Schaan. (sch) Wer war Ismene? Auch Antike-Insider müssen nachdenken. Nun, sie ist die Schwester der weit bekannteren Antigone, doch sie stand stets in deren übergroßem Schatten. Dreitausend Jahre mussten vergehen, bis in unseren Tagen die Dunkelheit um sie gelüftet (?) wurde, und zwar durch eine Produktion des Deutschen Theaters Berlin, dessen Regisseur Stephan Kimmig den Monolog des Autors Lot Vekemans, „Ismene, Schwester von“, mit der prominenten deutschen Schauspielerin Susanne Wolff realisierte. Zweimal gab es Aufführungen im TAK.
Blutige Antike
Autor Lot Vekemans dürfte die Biografie der Ismene so gut wie möglich recherchiert haben; ihr relativ edles Seelenprofil inmitten des berüchtigten Blutbads rund um Antigone enthält aber doch eine große Portion dichterischer Freiheit; zumal der Schluss die Kontrahenten Ismene und Kreon friedlich vereint und damit der antiken Psychologie eine geradezu kitschige Humanität überstülpt.
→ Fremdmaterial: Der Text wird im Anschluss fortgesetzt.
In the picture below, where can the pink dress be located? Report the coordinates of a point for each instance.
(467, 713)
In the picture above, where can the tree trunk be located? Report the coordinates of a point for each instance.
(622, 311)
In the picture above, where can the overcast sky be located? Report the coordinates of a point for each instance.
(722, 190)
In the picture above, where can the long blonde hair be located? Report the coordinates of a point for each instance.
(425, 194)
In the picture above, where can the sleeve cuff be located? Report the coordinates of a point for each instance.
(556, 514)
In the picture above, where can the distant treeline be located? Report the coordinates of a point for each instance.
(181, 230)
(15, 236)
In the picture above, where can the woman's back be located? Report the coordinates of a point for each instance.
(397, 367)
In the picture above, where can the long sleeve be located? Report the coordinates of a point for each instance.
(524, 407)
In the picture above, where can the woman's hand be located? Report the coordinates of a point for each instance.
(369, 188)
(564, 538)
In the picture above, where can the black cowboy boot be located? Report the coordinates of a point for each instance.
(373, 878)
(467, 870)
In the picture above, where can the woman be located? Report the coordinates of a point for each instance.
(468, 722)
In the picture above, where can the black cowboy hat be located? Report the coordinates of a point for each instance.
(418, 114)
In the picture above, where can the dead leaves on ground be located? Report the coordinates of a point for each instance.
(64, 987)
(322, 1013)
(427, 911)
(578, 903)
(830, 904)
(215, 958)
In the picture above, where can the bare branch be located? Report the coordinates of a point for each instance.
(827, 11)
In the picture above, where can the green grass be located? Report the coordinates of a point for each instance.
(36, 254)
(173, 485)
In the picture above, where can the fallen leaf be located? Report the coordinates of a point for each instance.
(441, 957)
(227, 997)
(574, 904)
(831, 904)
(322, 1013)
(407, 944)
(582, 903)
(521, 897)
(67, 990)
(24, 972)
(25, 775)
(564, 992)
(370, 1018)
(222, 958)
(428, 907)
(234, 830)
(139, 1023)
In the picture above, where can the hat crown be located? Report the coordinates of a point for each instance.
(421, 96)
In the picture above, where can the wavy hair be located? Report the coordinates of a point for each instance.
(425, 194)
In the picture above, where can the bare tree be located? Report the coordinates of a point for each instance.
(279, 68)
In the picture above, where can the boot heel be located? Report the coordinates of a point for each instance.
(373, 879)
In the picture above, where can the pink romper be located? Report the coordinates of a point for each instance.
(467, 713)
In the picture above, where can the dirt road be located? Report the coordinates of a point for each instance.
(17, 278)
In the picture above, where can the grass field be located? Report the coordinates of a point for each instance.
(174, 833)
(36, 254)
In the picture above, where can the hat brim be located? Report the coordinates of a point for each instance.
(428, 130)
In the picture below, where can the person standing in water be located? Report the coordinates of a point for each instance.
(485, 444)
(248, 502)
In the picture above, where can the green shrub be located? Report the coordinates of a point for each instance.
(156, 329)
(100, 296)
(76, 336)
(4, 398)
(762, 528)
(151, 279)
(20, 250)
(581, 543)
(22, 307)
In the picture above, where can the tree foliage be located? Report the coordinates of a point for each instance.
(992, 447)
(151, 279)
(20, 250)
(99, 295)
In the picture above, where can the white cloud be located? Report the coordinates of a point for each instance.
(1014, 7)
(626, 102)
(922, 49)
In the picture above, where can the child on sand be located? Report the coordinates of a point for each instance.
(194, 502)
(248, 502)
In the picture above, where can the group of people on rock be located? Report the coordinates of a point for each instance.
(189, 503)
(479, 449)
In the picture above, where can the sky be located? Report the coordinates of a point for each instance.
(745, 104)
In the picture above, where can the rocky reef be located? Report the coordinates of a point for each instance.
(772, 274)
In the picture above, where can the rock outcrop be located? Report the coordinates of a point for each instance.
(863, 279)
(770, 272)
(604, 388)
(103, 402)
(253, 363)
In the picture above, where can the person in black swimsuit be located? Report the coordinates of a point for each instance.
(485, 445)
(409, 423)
Ismene scheint vorerst fremdbestimmt zu sein – durch den Vater Ödipus, die streitbaren Brüder Eteokles und Polyneikes, besonders aber durch ihre Schwester Antigone, die gegen ihren tyrannischen Onkel Kreon tapfer aufbegehrt; Ismene tut dies aber nicht, obwohl auch sie Grund dazu hätte – Kreon ist ja der Mörder der halben Familie Antigones und Ismenes, er schickt Vater Ödipus in die tödliche Verbannung und verurteilt Antigone zum Tod. Doch bei Vekemans pflegt Ismene schließlich Kreon bis zu seinem Ende…
Monolog mit Susanne Wolff
Hausregisseur am Deutschen Theater Berlin, Stephan Kimmig, ließ Susanne Wolff ihren großen Ismene-Monolog von einem ins TAK-Publikum reichenden Laufsteg aus sprechen. Wolff ist eine markante deutsche Bühnenkünstlerin, populär ist sie aber durch mehrere „Tatorte“ geworden. In desolatem Outfit kündete sie rund eine Stunde lang vom Schicksal der ziemlich unbekannten Hauptfigur Ismene. Sie tat es mimisch karg, aber eindrucksvoll. Ein beachtliches Minus war aber Wolffs Sprachbehandlung. Mit bundesdeutschem Zungenschlag und großteils schnoddriger, undeutlicher Rasanz spulte sie den Text herunter. Man muss nicht historisch-nasalen Burgtheater-Sprecharien nachtrauern, um feststellen zu können, dass es mit der Sprechkultur vieler Schauspieler der Gegenwart schlecht bestellt ist. Leider konkret auch bei dieser Produktion eines namhaften Hauses.